SALON

When a party quits on its candidate

George Will is apparently already set to raise the white flag on the race for president

Topics: War Room,

When a party quits on its candidateCommentator George Will (L) talks with Mitch Daniels, Governor of Indiana, at the Conservative Political Action conference (CPAC) dinner in Washington February 11, 2011. REUTERS/Jonathan Ernst (UNITED STATES - Tags: POLITICS) (Credit: © Jonathan Ernst / Reuters)

George Will has concluded that neither Mitt Romney nor Rick Santorum is likely to be elected president and believes that conservatives should set their sights on a more “attainable” 2012 goal: holding the House and winning the Senate.

“If Republicans do, their committee majorities will serve as fine-mesh filters, removing President Obama’s initiatives from the stream of legislation,” Will writes in a column that won’t be published until Sunday but that was teased by Politico’s Mike Allen today.

What’s striking is how early Will seems to be raising the white flag on the presidential race. Election Day is still eight months away, Barack Obama’s approval rating remains under 50 percent in most polls, the current economic recovery seems very tenuous and could stall at any moment, and general election trial heats put Romney (and Santorum, for that matter) within striking distance of the president.

Moreover, while this has been a dispiriting primary season for the GOP, it’s not exactly unheard of for a bloody nomination process to produce a weak-seeming nominee who goes on to capitalize on economic anxiety and do quite well in the fall.

And yet, Will, according to Allen, is raising the specter of a Goldwater/1964-like November catastrophe for the party.

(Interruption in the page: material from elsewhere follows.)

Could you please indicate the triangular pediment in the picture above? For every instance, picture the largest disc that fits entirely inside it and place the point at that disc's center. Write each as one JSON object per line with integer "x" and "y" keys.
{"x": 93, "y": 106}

This speaks to the poor impression Romney, Santorum and every other Republican who has sought the presidency this cycle has made on most of the party’s opinion-shaping class. Romney’s image with independent voters has suffered mightily, and there’s now substantial evidence that blue-collar voters – a key constituency that swung hard to the GOP in the 2010 midterms – are turned off by him. And Santorum is using his turn in the limelight now to demonstrate that he’s incapable of carrying a broad message and that as the party’s fall candidate he’d incite one politically toxic culture war after another.

It’s also testament to the undeniably positive trend in economic news since last fall. The unemployment rate has declined for five consecutive months and now sits at 8.3 percent, the lowest it’s been since the first full month of Obama’s presidency. And recent headlines have celebrated the revival of the auto industry and breakthrough stock market gains. As a result, Obama’s approval rating has been ticking up – and it will continue to do so as long as the good news keeps up. So while Will’s defeatism is premature, it’s also a preview of what we’ll be hearing from his GOP opinion leaders if their White House prospects continue to deteriorate.

This calls to mind the predicament the party faced the last time it tried to unseat an incumbent Democratic president, back in 1996. In the early days of that race, when memories of the GOP’s 1994 midterm landslide were fresh, it was taken for granted that Bill Clinton would be supremely vulnerable. But as the campaign progressed, a steady stream of good economic news restored his approval rating to health, while the poisonously unpopular image of Newt Gingrich and the Republican Congress worked against Bob Dole, the GOP nominee.

When Dole failed to score any points in the two October debates, his party gave up on him for good.

“I think most Republicans feel the presidential campaign is basically over, barring an act of God,” Bill Kristol said at the time.

Dole was essentially cut loose by his fellow Republicans as they pursued a stretch-drive strategy that warned about the dangers of giving Clinton a “blank check” in his second term.

“Electing Bob Dole president is not and has never been our only goal,” Haley Barbour, then the chairman of the RNC, said. “Our priority is to increase our majority.”

Gingrich himself announced that “I think Dole won’t lose by a landslide — maybe by 5 or 6 percent.”

Whether it was because of their strategy or something else, Republicans got what they wanted and retained the House and Senate on Election Day, even as Dole lost by 8 points to Clinton. The more Republicans come around to Will’s perspective, the larger the ‘96 example will loom over this year’s race.